九州に住む中国人を狙った偽電話詐欺が相次いでいる。中国語で現地警察などを名乗り「事件に関わった疑いがあり、誤解を解くにはお金が必要」とだます手口だ。福岡県警などによると、現金をだまし取られた被害が6月に3件、未遂2件が判明。専門家は「中国国内で横行した偽電話詐欺の犯人グループが取り締まり強化を受け、日本在住者に矛先を向けた可能性がある」としており、関係機関も警戒を強めている。

「あなたと詐欺グループとの関与を調べるので帰国せよ。できなければ保証金を払え」。6月4日、九州大大学院に留学中の中国人女性(31)の携帯電話に、中国の入国管理局や上海警察をかたる男女からの電話が10回もかかった。滑らかな中国語で話し、中国の国番号「+86」が表示されたこともあった。女性は5日、日本の銀行に4回にわたり計43万円を振り込んだ。県警によると、県内で中国人が偽電話詐欺被害に遭うのは初めてで、全国的にも珍しいという。

 県内で働く30代の中国人女性は同月7日、中国大使館職員をかたる電話で「あなたの口座が事件に関係している。お金を払わなければ強制帰国になる」と言われ、15万円をだまし取られた。熊本大によると、同大でも中国人留学生が同様の被害に遭ったという。

偽電話詐欺は中国で「電信詐欺」と呼ばれ、日本と同じく社会問題になっている。一橋大大学院法学研究科の王雲海教授(刑事法)によると、警察や大使館をかたる偽電話詐欺は昨年春ごろに多かったが、中国国内の厳罰化もあり昨年末には下火に。このため「中国で通用しなくなり、警戒心の薄い日本在住者を標的にしたのでは」とみる。

 「一般的に偽電話詐欺は手法がまねされやすく、広まりやすい犯罪」と語るのは、福岡大人文学部の大上渉教授(犯罪心理学)。留学生など、日本に住む外国人は増え続けており「今後、外国人の被害者の増加が想定される」と警告する。

 九州大大学院の留学生が被害に遭った冒頭の事件では、犯人側から中国の無料通信アプリ「QQ」で留学生本人の顔写真が携帯に送られてきており、ピンポイントで狙われた恐れがあるという。

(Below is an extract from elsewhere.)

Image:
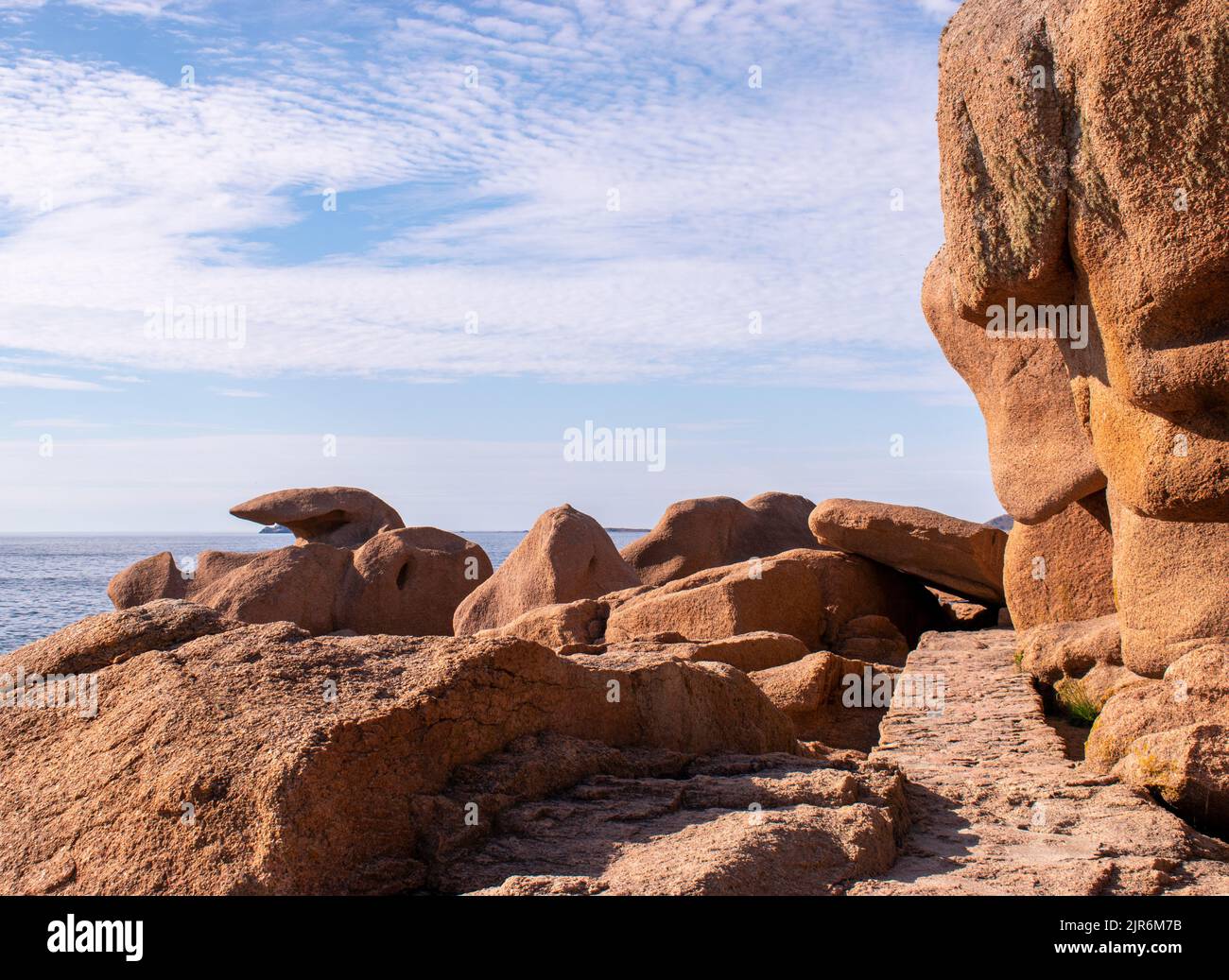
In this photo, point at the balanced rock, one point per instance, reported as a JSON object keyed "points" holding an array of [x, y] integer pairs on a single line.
{"points": [[565, 557], [957, 556], [401, 581], [1061, 570], [295, 792], [708, 532], [342, 516]]}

このため九州大は英中韓の3カ国語による注意喚起のチラシを作り、留学生向けの掲示板などに張り出した。佐賀大も中国人留学生に一斉メールで警戒するよう連絡。九州・山口・沖縄地区の中国人留学生でつくる団体「九州地区中国学友会」は、無料通信アプリで事件を知らせた。駐福岡中国総領事館は「中国の公的機関が電話で個人情報を聞いたり、送金を求めたりすることは絶対にない。そのような電話を受けたときは注意してほしい」としている。